Urinary Levels of CD11b and CD163 Determine Rapid Responders to Remission Induction Therapy in Proliferative Lupus Nephritis

Session Information

Category: Glomerular Diseases

  • 1202 Glomerular Diseases: Immunology and Inflammation

Authors

  • Karasawa, Munetoshi, Nagoya University Graduate School of Medicine, Nagoya, Japan
  • Hachiya, Asaka, Nagoya University, Nagoya, Japan
  • Tsuboi, Naotake, Fujita Health University School of Medicine, Toyoake, Japan
  • Maruyama, Shoichi, Nagoya University Graduate School of Medicine, Nagoya, Japan
  • Furuhashi, Kazuhiro, Nagoya University, Nagoya, Japan
Background

Drastic elevations of urinary CD11b (U-CD11b), αm subunit of integrin Mac-1, and CD163 (U-CD163), a scavenger receptor for hemoglobin-haptoglobin complex, have been demonstrated in proliferative lupus nephritis (LN).

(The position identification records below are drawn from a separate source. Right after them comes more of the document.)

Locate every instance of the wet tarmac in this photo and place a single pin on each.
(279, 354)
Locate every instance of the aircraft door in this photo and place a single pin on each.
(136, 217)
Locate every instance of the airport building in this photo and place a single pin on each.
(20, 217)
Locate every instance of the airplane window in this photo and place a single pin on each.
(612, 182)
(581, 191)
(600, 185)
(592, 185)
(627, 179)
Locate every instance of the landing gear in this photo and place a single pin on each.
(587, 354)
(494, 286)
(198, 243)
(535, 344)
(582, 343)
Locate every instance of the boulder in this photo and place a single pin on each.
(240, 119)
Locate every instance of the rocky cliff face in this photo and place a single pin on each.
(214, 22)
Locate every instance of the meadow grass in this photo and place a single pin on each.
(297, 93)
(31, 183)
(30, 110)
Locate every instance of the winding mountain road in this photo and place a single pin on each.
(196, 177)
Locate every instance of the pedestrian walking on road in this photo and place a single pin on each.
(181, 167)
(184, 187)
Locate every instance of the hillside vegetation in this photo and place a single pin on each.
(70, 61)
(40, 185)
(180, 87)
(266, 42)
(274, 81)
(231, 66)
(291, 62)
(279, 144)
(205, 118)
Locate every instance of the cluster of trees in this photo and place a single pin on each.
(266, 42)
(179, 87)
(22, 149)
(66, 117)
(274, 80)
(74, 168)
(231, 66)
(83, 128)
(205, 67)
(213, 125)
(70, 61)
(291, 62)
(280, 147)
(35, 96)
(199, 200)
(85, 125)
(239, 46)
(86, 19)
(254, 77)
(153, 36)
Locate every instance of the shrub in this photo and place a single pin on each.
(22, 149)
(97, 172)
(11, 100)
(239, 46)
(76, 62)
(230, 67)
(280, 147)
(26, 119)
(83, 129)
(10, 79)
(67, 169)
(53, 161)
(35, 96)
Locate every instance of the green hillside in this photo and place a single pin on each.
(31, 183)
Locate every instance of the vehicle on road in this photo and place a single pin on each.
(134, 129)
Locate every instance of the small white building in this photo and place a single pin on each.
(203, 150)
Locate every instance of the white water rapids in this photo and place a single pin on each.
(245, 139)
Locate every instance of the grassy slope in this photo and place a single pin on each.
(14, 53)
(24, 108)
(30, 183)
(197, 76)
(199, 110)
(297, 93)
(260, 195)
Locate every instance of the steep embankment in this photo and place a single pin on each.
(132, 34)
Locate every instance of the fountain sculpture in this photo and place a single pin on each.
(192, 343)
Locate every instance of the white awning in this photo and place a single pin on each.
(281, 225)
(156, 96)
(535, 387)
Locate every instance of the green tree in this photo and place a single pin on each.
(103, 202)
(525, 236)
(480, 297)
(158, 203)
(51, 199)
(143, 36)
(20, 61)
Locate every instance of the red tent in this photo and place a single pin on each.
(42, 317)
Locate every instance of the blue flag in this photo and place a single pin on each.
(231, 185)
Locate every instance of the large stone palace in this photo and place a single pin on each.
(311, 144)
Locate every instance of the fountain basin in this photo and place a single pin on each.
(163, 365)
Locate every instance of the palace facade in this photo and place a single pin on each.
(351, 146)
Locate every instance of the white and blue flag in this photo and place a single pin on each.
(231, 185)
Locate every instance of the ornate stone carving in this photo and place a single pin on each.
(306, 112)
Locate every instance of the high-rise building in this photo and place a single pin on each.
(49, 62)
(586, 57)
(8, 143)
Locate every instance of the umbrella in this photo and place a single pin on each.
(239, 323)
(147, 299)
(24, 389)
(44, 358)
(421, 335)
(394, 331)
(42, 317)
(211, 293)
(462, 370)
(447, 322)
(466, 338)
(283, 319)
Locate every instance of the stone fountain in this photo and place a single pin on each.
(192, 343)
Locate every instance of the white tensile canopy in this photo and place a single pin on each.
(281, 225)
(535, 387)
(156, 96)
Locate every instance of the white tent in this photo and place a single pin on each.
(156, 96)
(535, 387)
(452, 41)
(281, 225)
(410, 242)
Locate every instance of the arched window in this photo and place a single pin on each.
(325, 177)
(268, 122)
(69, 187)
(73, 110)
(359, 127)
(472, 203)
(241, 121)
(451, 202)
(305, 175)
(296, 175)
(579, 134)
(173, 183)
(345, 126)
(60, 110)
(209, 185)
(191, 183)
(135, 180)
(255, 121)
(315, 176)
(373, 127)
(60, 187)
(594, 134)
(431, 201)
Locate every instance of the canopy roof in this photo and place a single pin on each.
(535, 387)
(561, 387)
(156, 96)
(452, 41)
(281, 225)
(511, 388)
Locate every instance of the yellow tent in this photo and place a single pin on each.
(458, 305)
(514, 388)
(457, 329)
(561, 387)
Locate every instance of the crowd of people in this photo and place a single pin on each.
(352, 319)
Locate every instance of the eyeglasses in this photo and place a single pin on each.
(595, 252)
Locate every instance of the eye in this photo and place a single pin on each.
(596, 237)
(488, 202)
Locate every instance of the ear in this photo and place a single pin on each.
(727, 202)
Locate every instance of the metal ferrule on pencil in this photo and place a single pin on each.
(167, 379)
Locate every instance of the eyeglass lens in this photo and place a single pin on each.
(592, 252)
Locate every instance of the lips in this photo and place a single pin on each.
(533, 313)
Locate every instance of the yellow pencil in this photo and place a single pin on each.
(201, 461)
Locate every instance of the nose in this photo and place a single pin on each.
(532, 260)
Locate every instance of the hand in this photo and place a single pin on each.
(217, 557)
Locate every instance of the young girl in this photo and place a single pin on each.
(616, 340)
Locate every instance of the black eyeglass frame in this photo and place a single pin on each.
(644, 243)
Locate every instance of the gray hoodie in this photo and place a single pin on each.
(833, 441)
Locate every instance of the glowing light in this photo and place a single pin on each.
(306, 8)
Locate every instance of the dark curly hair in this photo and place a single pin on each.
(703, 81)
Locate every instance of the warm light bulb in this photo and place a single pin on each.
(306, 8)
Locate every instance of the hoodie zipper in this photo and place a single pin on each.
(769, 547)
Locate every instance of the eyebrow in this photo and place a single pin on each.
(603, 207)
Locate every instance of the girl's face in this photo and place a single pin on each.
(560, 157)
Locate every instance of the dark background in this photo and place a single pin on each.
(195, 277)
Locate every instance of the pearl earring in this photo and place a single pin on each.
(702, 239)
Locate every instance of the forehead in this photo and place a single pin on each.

The current study aims the further verifications of U-CD11b and U-CD163 as the potential LN biomarkers to predict longitudinal response of proliferative LN patients to the remission induction therapy.

Methods

We examined CD11b and CD163 by enzyme-linked immunosorbent assay in urine samples collected from proliferative LN class III or IV patients confirmed by renal biopsy in Nagoya Kidney Disease Registry (N-KDR) cohort between 2004 and 2014, and retrospectively analyzed those associations with longitudinal achievement of complete remission (CR) following the remission induction therapy. Based on the cut-off values of U-CD11b and U-CD163 respectively determined by receiver operation curves to predict CR, univariate analysis by log-rank test and multivariate analysis by cox proportional hazards regression model were performed to evaluate patient susceptibility to the remission induction therapy.

Results

Among 63 patients with proliferative LN for 52 months observation period on average, U-CD11b and U-CD163 levels were significantly higher in patients who achieved CR within 3 months (p<0.001 in U-CD11b, p=0.003 in U-CD163) and 12 months (p=0.02 in U-CD11b, p=0.03 in U-CD163) compared with those who did not. In univariate analysis, the cumulative CR rates within 3 months in patients presenting low levels of U-CD11b and U-CD163 were significantly higher than their respective high levels. Multivariate analysis revealed low level of U-CD11b (hazard ratio [HR], 5.68; 95% confidence interval [95% CI], 1.65 to 19.4) and eGFR per 10ml/min/1.73m2 (HR, 1.30; 95% CI, 1.11 to 1.52) as independent predictors for the achievement of CR within 3 months. Moreover, low level of U-CD11b (HR, 4.69; 95% CI, 1.35 to 16.2) still demonstrated the significance even in the subpopulation with preserved renal function.

Conclusion

U-CD11b, rather than U-CD163, serve the clinical values for the prediction of early response to the remission induction therapy in LN patients.